RANDY DEXTER (20’s – 30’s) a member of the singing & dancing ensemble featured in “Kansasland,” pleasant but with a sensitive side.
HARV FREMONT (20’s – 30’s) a member of the singing & dancing ensemble who bears a bouquet. ROBERTA WOOSTER (20’s – 30’s) a member of the singing & dancing ensemble who speaks from experience.
ENSEMBLE *Note: the role of JOHNNY HARMON can be played by a woman using the name JENNY HARMON, with all the same character traits as described. It is not recommended that any other roles described above be played by the opposite gender, as it would be contrary to the dynamics of the mystery, the comedy, and the period.

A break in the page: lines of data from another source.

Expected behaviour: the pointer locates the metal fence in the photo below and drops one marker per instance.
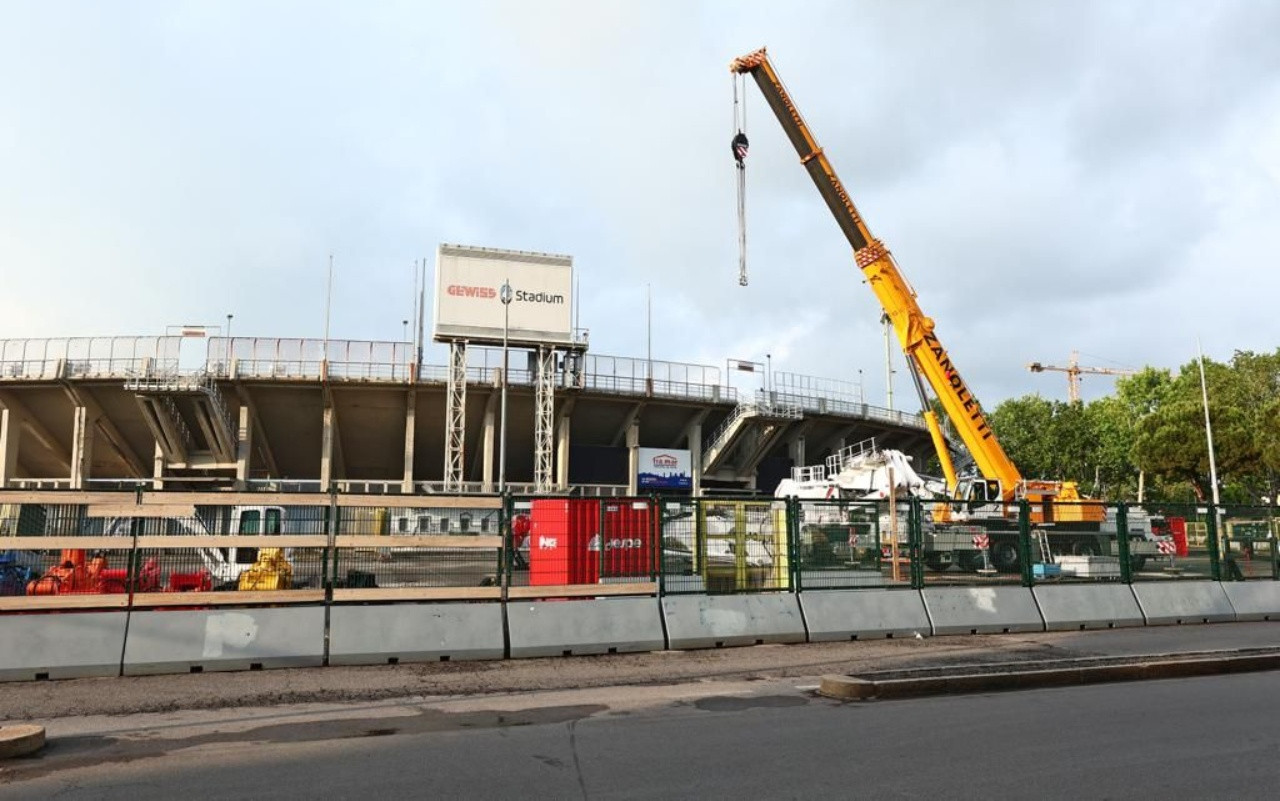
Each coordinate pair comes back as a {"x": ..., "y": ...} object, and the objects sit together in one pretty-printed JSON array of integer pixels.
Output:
[
  {"x": 165, "y": 549},
  {"x": 87, "y": 357}
]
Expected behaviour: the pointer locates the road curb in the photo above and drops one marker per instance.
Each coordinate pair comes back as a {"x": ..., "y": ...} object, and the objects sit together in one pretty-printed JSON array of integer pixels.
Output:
[
  {"x": 854, "y": 689},
  {"x": 21, "y": 740}
]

Woodwind 1: (Flute, Piccolo, Alto Saxophone, Clarinet)
Woodwind 2: (Oboe, English Horn, Tenor Saxophone, Clarinet)
Woodwind 3: (Clarinet, Soprano Saxophone, Alto Saxophone)
Woodwind 4: (Flute, Baritone Saxophone, Bassoon, Clarinet)
Trumpet 1 (Trumpet, Flugelhorn)
Trumpet 2 (Trumpet, Flugelhorn)
Trombone 2 (Trombone, Tuba)
Guitar (Electric, Banjo, Rhythm Steel, Arch Top, Nylon Acoustic, Steel Acoustic)
Percussion: (Glockenspiel, Xylophone, 2 Timpani, Vibraphone, Fire Bell, Chimes, Large Triangle, Marimba, Slapstick, Bell Tree, Tambourine, Finger Cymbals, Fight Bell, Siren, Washboard, Vibraslap, Small Gong, Sleigh Bells, Stamping Rod, Mark Tree, Tam-Tam, Rattle)
*A Piano Conductor score is also included. This is a piano reduction of the score with instrument cues. While primarily intended for rehearsal, it can also be conducted from, or, played AND conducted from (e.g. to compensate for any missing instruments).